Die Uniklinik hat 76 ihrer rund 10.000 Mitarbeiter als nicht vollständig immunisiert gemeldet. Inzwischen habe sich vermutlich „weniger als eine Handvoll“ von ihnen noch impfen lassen. Was die verbleibenden Impfverweigerer angehe, sei nun das Gesundheitsamt am Zug: „Mitarbeitenden, die Patientenkontakt haben, droht ein Beschäftigungsverbot“, weiß die Klinik. Trotz des aktuell laufenden Streiks hoffe man, weitere, durch die Impfpflicht verursachte Personalausfälle abfangen zu können.

Krankenhaus will selbst keine Sanktionen gegen Ungeimpfte verhängen

„Aufgrund der geringen Anzahl der betroffenen Mitarbeiter und Mitarbeiterinnen sind Funktion und Arbeitsfähigkeit der Häuser und die Versorgung unserer Patienten vollständig sichergestellt“, hofft die Contilia. Auch wenn jeder einzelne Ausfall spürbar sein werde.

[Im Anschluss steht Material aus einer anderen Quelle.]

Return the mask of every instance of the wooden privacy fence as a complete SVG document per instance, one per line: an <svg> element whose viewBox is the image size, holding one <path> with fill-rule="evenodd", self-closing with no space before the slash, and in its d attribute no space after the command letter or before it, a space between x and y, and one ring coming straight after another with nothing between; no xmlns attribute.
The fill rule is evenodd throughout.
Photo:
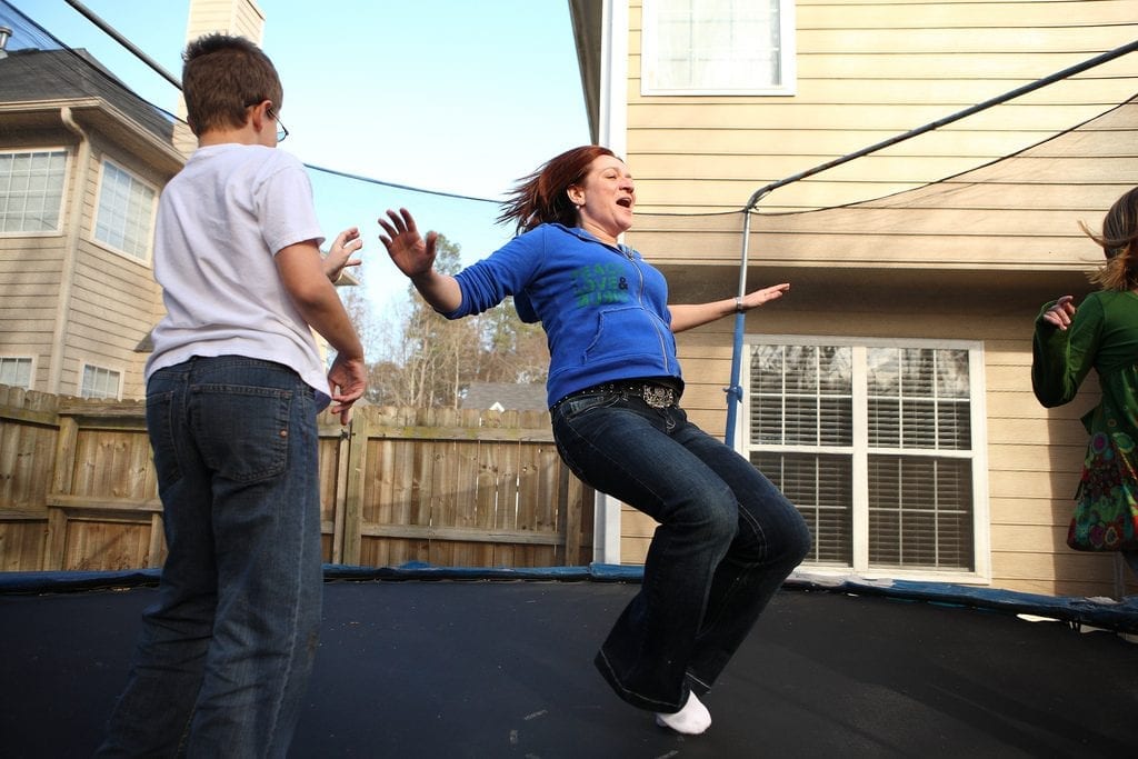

An allen Contilia-Standorten wie etwa dem Elisabeth-Krankenhaus in Huttrop oder dem Philippusstift in Borbeck habe es schon vor Einführung der Impfpflicht eine beinahe 100-prozentige Impfquote gegeben: Daher habe man zum Stichtag Mitte März pro Haus im Schnitt nur sechs ungeimpfte Beschäftigte an die Stadt melden müssen. Noch laufe die Prüfung der Einzelfälle, noch habe das Amt keine Verbote ausgesprochen, sagt Unternehmenssprecher Thomas Kalhöfer.

„Von uns gibt es keine Sanktionen“, sagt Hille Ahuis, Sprecherin der Krupp-Krankenhäuser in Essen-Rüttenscheid und Steele.
„Von uns gibt es keine Sanktionen“, sagt Hille Ahuis, Sprecherin der Krupp-Krankenhäuser in Essen-Rüttenscheid und Steele. © WAZ | Horst Müller

In den Krupp-Krankenhäusern mit seinen zwei Standorten Rüttenscheid und Steele liegt die Quote der Ungeimpften weiter bei knapp 2,5 Prozent. Auf von der Stadt verhängte Betätigungsverbote habe man sich mit „Kompensationsmechanismen“ vorbereitet, sagt Sprecherin Hille Ahuis. Klar sei auch: „Von uns gibt es keine Sanktionen.“

Die Impfpflicht gilt nur bis Jahresende

Gegen ungeimpfte Beschäftigte in Pflege- und Gesundheitswesen kann das Gesundheitsamt Betretungs- und/oder Tätigkeitsverbote aussprechen. Die Stadt Essen weist darauf hin, dass gegen diese Sanktionen weder ein Widerspruch noch eine Anfechtungsklage eine aufschiebende Wirkung haben.

Die Verbote gelten allerdings nur bis zum Jahresende, da das Impfschutzgesetz am 1. Januar 2023 außer Kraft tritt. Wenn ein ungeimpfter Mitarbeiter die Impfung schon vorher nachholt, wird ist das Betretungs- oder Tätigkeitsverbot aufgehoben.